Evaluate Your Longings
“I craved, I desired, I thought about, and arranged my life around _____.” What goes in the blank, in your life? For the author of Made to Crave, it was food. For you, it may be something else — certain types of clothing, cutting-edge electronics, recreational vehicles, sporting equipment, luxury furnishings, leisure and travel, career plateaus, or even relational progress or family growth.
Anything we desire more than we desire God can cause us to defy the second commandment. We need to get honest with ourselves, before God, about the place our longings take in our lives. When we’re honest and humble before God about them, we’ll repent and ask Him to forgive us. There’s nothing that delights the heart of God more than humble, broken sinners that call on Him for help (1 John 1:9, Psalm 34:18).
Put Desires in Their Place
Even good desires or those we dare not indulge can become problems if we let them become idols in our lives. So how do we stop them from overthrowing God from His throne? Once we’re honest about the desires we’re tempted to make into obsessions, we need to take similar steps as we should when tempted to lust, or covet sexual relationships forbidden by God.
Matthew 5:28 equates lust-filled thoughts with adultery, Job “made a covenant” with his eyes, and Paul told Timothy to “flee youthful lusts (Job 31:1, 2 Timothy 2:22). In the same way, we are wise to stay away from whatever tempts us to sin by letting our hearts focus on desires for anything than God.
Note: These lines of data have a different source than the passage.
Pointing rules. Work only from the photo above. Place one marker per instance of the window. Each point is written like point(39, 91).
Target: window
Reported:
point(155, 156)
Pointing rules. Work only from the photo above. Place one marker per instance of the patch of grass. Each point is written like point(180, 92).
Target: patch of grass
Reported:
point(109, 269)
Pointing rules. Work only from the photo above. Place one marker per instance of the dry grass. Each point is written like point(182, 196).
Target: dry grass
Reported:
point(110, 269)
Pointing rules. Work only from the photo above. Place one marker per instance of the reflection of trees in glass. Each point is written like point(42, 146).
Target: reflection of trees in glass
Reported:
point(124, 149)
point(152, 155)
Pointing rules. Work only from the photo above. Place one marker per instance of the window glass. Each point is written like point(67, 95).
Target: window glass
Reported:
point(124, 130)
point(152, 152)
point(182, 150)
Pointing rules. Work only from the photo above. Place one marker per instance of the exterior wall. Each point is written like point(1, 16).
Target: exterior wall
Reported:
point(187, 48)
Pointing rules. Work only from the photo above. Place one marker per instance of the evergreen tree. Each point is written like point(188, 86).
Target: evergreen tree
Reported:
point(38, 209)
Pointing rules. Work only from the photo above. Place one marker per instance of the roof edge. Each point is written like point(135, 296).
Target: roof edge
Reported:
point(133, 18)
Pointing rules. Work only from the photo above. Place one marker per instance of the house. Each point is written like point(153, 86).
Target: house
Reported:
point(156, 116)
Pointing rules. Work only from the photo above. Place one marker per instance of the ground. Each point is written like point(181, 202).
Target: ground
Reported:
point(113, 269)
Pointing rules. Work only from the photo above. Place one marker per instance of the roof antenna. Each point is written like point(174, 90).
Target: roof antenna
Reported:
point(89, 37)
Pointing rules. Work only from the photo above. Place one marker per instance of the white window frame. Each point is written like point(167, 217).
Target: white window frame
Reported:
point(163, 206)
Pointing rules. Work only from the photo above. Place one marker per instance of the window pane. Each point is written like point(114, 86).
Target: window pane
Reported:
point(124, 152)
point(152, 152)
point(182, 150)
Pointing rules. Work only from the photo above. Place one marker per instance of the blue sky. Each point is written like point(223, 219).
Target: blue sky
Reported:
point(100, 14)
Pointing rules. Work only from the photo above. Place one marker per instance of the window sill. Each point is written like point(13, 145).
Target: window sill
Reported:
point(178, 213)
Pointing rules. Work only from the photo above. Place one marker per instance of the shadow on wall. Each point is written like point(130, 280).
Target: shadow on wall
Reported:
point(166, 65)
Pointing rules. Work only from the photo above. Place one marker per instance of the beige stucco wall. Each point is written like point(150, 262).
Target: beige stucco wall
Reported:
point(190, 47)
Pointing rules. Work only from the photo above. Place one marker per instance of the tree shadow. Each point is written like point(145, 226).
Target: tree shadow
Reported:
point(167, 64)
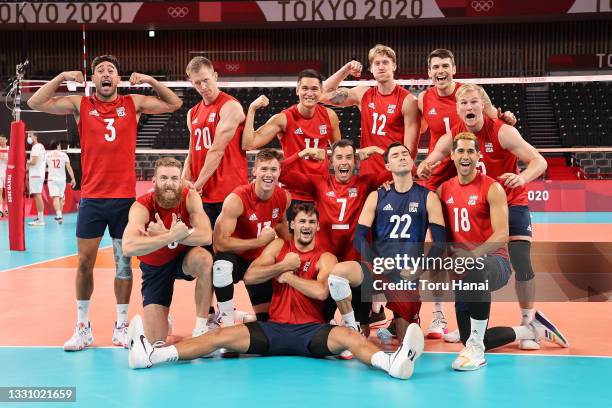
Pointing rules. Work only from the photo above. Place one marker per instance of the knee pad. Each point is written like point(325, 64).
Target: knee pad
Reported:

I once heard the question, referring to sexual lust, “Do you know the difference between a glance and a gaze?” The same evaluation can be helpful in discerning covetous thoughts of any type.
Replace Covetous Thoughts
Just as anxious thoughts need to be replaced with thanksgiving and prayer (Philippians 4:6), all kinds of sinful patterns need to be “put off,” and godly ones “put on” (Colossians 3:1-16).
This “Put Off/Put On Principle” can be illustrated easily if your area of temptation is unhealthy food. Whenever you’re tempted to grab an unhealthy snack, you could reach for fruit, instead. (Maybe reaching for a weight set or your Bible would be even better.)
Obviously, that would require planning ahead in having fruit (or exercise equipment or a Bible) available. It would also require replacing the thinking that chocolate will make whatever it is better, so perhaps you could memorize a verse like Psalm 62:2 about God (not chocolate) as your stability and strength.
Whenever that craving comes for something other than God to help you cope with difficulty, repeating that verse and that action can help them become knee-jerk reactions, in time.
For those who covet, repenting and then replacing idolatrous thoughts with praise to God is an excellent start. “Indulging” in extravagant forms of worship and service can help fill time and mental energy (and use money) you would otherwise spend on idolatrous thinking and spending. What’s more, you might even find that it’s more fulfilling after all!